Dr. Larsen Awarded Grants to Boost Diversity in Neurosurgery

Alexandra Giantini Larsen, MD, a fourth-year resident in neurosurgery, has been awarded grants from the Congress of Neurological Surgeons (CNS) and NewYork-Presbyterian’s Health Justice in Action (HJA) Fund. Both grants are in support of Dr. Larsen’s efforts to increase diversity in neurosurgery by reaching out to high school students to encourage and motivate them toward careers in medicine.

Under the mentorship of Dr. Caitlin Hoffman, the Department of Neurosurgery’s diversity and inclusion champion, Dr. Larsen has designed a summer program for high school students with an interest in science, technology, engineering, and mathematics (STEM). “Increasing ethnic and racial diversity in neurosurgery is paramount to rectifying health care disparities and decreasing health inequity,” says Dr. Giantini Larsen. “It is vital we cultivate a workforce that is representative of the patients that we treat.”

“As international leaders in the field, we take very seriously our responsibility to train the next generation of neurosurgeons,” says Dr. Philip E. Stieg, the Margaret and Robert J. Hariri, MD ’87, PhD ’87 Professor of Neurological Surgery, Chairman of Neurological Surgery, and Neurosurgeon-in-Chief of NewYork-Presbyterian/Weill Cornell Medical Center. “I’m delighted by these grants, which recognize the important work Dr. Hoffman and Dr. Larsen are doing to deliver on our commitment to foster diversity, to ensure that future neurosurgeons better represent the populations we serve.”

Dr Caitlin Hoffman speaks at East Harlem School, March 2023

Dr. Caitlin Hoffman spoke to students at East Harlem School on March 9, 2023, about careers in medicine. East Harlem School is one of the schools that will send students to the summer program funded by Dr.
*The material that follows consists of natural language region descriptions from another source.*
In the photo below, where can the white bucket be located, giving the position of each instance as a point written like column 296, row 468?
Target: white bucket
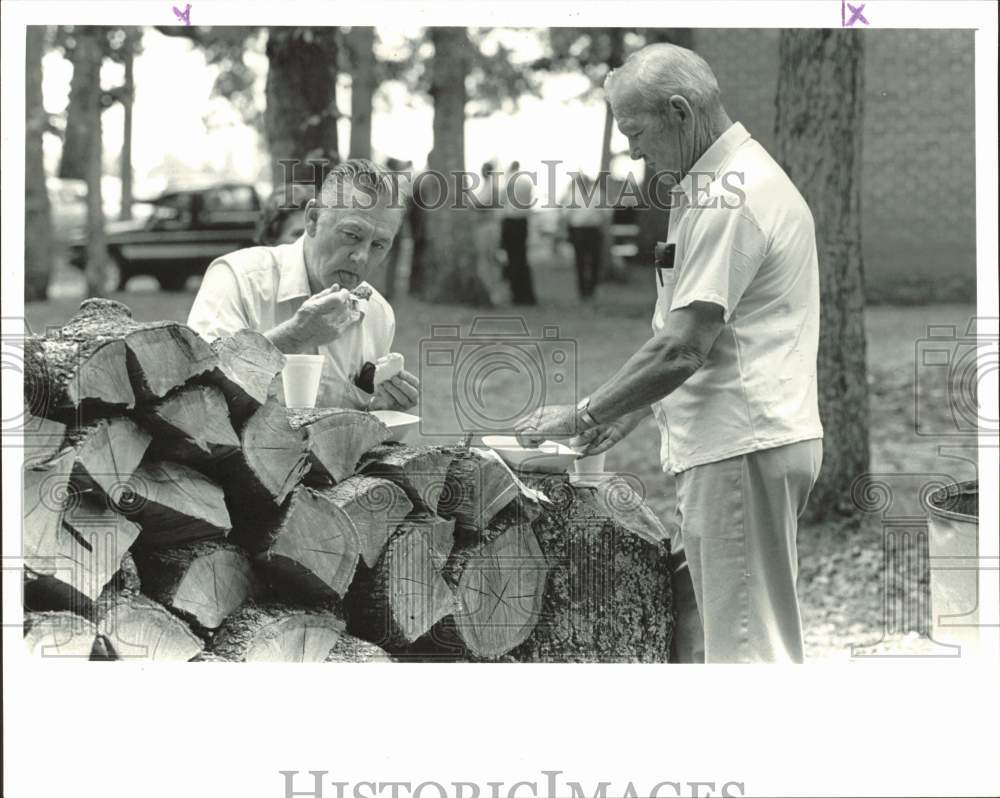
column 953, row 546
column 300, row 378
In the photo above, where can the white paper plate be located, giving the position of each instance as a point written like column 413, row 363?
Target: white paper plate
column 548, row 456
column 399, row 423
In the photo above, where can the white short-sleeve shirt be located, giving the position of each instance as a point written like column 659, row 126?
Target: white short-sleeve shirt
column 259, row 288
column 744, row 239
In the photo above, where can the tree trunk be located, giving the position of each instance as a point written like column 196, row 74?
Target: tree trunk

Giantini Larsen's grant awards.

The summer program consists of two parts, starting with a one-day intensive session funded by the Dalio Center for Health Justice and NYPH Graduate Medical Education “Health Justice in Action” award. The Congress of Neurological Surgeons’ “DEI Pilot Project Award in Diversity, Equity, and Inclusion” will fund the following four weeks of the program. The programs are focused on exposure to neurosurgery for New York City public high school students from groups traditionally underrepresented in medicine. Both programs will have a lecture, practical, and mentorship component, and will focus on keeping these students in the pipeline toward medical education.

Students will be paired with near-peer mentors (junior attendings, residents, and medical students), to provide ongoing support. The programs aim to address current disparities in access to medical education by targeting modifiable factors, including exposure, connections, dispelling misconceptions, and knowledge of the application process, within a local pipeline cohort.

The curriculum will be based on a modified version of the PRiMES mentorship program, which was founded by Dr. Hoffman and former resident Benjamin Hartley, MD, in 2018.  PRiMES was designed to mentor college students to help them prepare for successful application and matriculation into medical school.